Study Says (Trump Backed) 'RAISE Act' Will Cut GNP and Jobs



"Many U.S. employers today are complaining they can't find workers with the skills they need, regarding business expansion," Edward Alden, a senior fellow at the international affairs-focused Council on Foreign Relations, wrote in a blog post. "The United States is already losing highly skilled and entrepreneurial immigrants to other countries that are eager to open their doors to the immigrants this country is discouraging (and despite its focus on 'merit-based' immigration, the RAISE Act would do nothing to help here)."
Trump senior policy adviser Stephen Miller defended the legislation during a news conference last week, saying its passage would, among other things, put "upward pressure on wages" and "help prevent displacement of U.S. workers."
Research has been mixed on the degree to which immigrants in the U.S. have impacted wages. A comprehensive study published earlier this year by The National Academies of Sciences, Engineering and Medicine noted that certain demographics – namely, teenagers, unskilled workers and those without high school degrees – were more susceptible than others to cuts in working hours and wages as a result of immigration.
But the report also described immigrants as "integral to the nation's economic growth." And Alden argued last week that turning around Americans' depressed or stagnant wages isn't as simple as reducing the number of immigrants allowed into the country.
"Wage stagnation has multiple and overlapping causes that are maddeningly hard to disentangle – automation, trade and import competition, the weakening of unions, poor enforcement of labor laws, the shrinking real minimum wage, outsourcing of investment by large corporations, the growing returns to the highly educated and, yes, competition from large numbers of immigrants, especially for Americans with only a high school education or less," he said. "The RAISE Act is just the latest version of Trump's penchant for simple solutions to hard problems." 
He also warned that Trump's support of the bill "blithely ignores" the potential downsides of so drastically restricting immigration. One of those downsides could be a drop in job-creating businesses, as the National Academies study highlighted other research that showed 11 percent of immigrants and 9.6 percent of natives owned their own businesses between 2006 and 2010. 
Still, others have objected to the RAISE Act on humanitarian grounds. Marielena HincapiĂ©, executive director of the National Immigration Law Center, called the bill a "radical and alarming departure from America's longstanding history of welcoming and embracing the diversity and family reunification values that give us our moral and economic advantage in the world."
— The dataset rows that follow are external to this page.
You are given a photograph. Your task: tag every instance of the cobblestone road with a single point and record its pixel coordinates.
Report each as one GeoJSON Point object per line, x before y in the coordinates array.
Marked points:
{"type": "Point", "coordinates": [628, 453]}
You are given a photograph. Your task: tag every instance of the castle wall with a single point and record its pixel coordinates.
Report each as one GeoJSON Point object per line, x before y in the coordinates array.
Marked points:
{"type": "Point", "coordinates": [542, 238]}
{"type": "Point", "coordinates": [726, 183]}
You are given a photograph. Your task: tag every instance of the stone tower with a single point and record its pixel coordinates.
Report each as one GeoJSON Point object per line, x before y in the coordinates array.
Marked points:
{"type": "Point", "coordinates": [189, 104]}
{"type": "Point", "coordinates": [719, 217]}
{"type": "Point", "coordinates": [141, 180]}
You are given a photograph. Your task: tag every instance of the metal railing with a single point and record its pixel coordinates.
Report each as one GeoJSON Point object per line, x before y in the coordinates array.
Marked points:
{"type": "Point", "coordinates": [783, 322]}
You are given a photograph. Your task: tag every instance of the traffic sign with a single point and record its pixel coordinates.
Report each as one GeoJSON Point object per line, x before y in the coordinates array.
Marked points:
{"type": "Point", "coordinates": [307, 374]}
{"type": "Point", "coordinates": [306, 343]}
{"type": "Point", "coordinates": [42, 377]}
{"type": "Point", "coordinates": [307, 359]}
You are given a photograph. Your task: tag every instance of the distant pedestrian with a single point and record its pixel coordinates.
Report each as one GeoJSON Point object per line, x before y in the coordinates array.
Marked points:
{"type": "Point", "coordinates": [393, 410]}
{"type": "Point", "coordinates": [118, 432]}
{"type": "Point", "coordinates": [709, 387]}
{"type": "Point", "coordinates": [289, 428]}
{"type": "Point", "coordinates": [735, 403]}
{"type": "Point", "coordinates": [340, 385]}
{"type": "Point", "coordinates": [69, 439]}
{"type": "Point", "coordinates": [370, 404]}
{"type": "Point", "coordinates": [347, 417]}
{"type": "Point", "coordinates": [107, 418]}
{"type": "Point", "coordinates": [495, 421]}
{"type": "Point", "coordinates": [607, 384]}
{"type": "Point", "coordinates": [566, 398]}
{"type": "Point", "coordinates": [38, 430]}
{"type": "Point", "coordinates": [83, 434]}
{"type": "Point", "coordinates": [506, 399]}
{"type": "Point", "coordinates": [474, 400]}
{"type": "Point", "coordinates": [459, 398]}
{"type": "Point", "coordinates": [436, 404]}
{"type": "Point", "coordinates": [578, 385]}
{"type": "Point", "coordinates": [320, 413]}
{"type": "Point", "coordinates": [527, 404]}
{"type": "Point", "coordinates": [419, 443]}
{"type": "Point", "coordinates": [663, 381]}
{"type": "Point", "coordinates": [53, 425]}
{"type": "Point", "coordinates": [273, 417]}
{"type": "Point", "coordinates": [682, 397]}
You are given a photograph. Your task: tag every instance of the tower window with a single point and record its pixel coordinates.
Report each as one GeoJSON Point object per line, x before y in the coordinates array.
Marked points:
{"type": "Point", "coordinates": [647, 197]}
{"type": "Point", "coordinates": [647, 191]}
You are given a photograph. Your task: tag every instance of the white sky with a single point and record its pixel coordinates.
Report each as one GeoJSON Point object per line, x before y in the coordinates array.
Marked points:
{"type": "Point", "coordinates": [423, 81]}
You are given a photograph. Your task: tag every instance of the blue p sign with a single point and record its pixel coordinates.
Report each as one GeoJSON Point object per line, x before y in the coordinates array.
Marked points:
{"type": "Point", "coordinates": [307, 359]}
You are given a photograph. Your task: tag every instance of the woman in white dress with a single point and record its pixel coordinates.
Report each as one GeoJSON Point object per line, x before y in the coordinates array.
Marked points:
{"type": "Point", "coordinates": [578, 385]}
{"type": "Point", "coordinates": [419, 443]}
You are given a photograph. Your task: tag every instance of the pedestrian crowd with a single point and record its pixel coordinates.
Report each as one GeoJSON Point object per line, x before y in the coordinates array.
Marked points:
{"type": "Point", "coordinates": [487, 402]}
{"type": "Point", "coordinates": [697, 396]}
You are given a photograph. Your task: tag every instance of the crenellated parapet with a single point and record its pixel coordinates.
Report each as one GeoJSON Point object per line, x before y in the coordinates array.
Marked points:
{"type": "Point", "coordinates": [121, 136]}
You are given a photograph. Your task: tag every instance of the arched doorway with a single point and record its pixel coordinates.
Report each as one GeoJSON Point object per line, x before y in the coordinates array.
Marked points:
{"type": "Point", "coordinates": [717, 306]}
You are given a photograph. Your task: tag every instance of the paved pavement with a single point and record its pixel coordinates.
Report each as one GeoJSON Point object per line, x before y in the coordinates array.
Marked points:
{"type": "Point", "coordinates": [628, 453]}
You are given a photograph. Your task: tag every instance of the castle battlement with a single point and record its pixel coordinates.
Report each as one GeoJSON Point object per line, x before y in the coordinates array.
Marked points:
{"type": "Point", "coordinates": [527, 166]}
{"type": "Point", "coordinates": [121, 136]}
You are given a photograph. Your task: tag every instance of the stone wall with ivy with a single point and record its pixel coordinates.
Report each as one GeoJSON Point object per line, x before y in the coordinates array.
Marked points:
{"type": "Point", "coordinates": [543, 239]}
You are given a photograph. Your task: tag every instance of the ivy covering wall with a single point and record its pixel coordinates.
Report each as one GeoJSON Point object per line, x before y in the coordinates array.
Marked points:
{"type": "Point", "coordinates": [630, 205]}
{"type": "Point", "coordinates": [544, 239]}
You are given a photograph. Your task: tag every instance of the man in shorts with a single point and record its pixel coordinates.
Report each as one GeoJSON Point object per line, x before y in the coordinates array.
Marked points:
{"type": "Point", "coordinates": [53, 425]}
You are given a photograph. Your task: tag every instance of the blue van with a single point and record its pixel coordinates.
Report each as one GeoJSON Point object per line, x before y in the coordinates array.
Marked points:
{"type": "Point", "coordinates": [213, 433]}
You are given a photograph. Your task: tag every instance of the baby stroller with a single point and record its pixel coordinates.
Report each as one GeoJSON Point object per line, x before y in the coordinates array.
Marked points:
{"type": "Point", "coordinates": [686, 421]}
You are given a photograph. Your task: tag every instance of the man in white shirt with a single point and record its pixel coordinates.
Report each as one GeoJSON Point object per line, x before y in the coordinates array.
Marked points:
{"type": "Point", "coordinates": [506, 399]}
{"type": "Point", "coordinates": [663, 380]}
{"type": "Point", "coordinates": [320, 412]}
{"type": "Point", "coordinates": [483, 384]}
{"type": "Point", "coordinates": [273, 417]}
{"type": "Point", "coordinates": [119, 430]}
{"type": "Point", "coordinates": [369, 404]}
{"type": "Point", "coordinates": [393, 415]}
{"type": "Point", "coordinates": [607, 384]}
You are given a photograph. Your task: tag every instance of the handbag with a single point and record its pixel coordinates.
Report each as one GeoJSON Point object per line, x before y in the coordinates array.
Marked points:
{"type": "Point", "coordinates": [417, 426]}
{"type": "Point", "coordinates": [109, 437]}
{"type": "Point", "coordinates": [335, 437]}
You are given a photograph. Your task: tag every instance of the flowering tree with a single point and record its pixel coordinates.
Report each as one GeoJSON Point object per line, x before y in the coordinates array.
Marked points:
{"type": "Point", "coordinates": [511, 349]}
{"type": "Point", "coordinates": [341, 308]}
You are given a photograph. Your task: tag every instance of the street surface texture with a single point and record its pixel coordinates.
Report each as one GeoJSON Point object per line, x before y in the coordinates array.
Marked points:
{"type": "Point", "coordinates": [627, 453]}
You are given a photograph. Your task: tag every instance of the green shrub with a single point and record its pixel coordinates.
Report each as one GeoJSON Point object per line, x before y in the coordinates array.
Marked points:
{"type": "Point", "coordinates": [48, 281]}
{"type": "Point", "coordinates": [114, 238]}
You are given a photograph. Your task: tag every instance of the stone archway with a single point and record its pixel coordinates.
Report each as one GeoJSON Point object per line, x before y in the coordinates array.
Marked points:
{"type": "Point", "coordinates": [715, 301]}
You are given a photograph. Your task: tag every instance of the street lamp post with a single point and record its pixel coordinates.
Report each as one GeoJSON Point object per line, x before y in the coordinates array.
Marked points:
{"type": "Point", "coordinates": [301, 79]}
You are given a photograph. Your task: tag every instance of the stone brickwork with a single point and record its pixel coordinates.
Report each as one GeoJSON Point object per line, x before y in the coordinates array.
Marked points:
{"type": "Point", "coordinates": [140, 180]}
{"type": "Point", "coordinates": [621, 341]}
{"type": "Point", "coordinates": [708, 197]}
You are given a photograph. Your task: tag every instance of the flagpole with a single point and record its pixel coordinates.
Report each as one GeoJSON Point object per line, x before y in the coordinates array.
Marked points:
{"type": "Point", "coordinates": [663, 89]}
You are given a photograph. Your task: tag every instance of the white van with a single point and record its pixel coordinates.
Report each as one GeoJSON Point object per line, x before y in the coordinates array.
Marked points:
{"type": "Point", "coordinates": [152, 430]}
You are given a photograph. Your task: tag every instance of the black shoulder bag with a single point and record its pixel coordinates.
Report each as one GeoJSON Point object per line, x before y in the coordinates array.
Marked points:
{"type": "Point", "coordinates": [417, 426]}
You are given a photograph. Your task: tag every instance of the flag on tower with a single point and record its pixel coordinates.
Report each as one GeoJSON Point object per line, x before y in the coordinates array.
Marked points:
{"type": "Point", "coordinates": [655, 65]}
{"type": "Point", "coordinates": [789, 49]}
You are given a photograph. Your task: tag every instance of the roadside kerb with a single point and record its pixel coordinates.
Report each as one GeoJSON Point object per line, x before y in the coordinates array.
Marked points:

The Rev. Joe Vasquez, Bishop of the Diocese of Austin and head of the U.S. Conference of Catholic Bishops' Committee on Migration, also described the RAISE Act as "discriminatory legislation" in a statement last week. If the legislation had "been in place generations ago, many of the very people who built and defended this nation would have been excluded," he said.
Yet supporters argue alleged drawbacks of the bill have been overstated and that family complication aren't necessarily a high priority for the U.S. economy. Larry Kudlow, a senior contributor to CNBC and founder of economic advisory outfit Kudlow & Co., advocated for the "skills-based, merit-based system" introduced by the RAISE Act during an appearance Thursday on CNBC's "Power Lunch."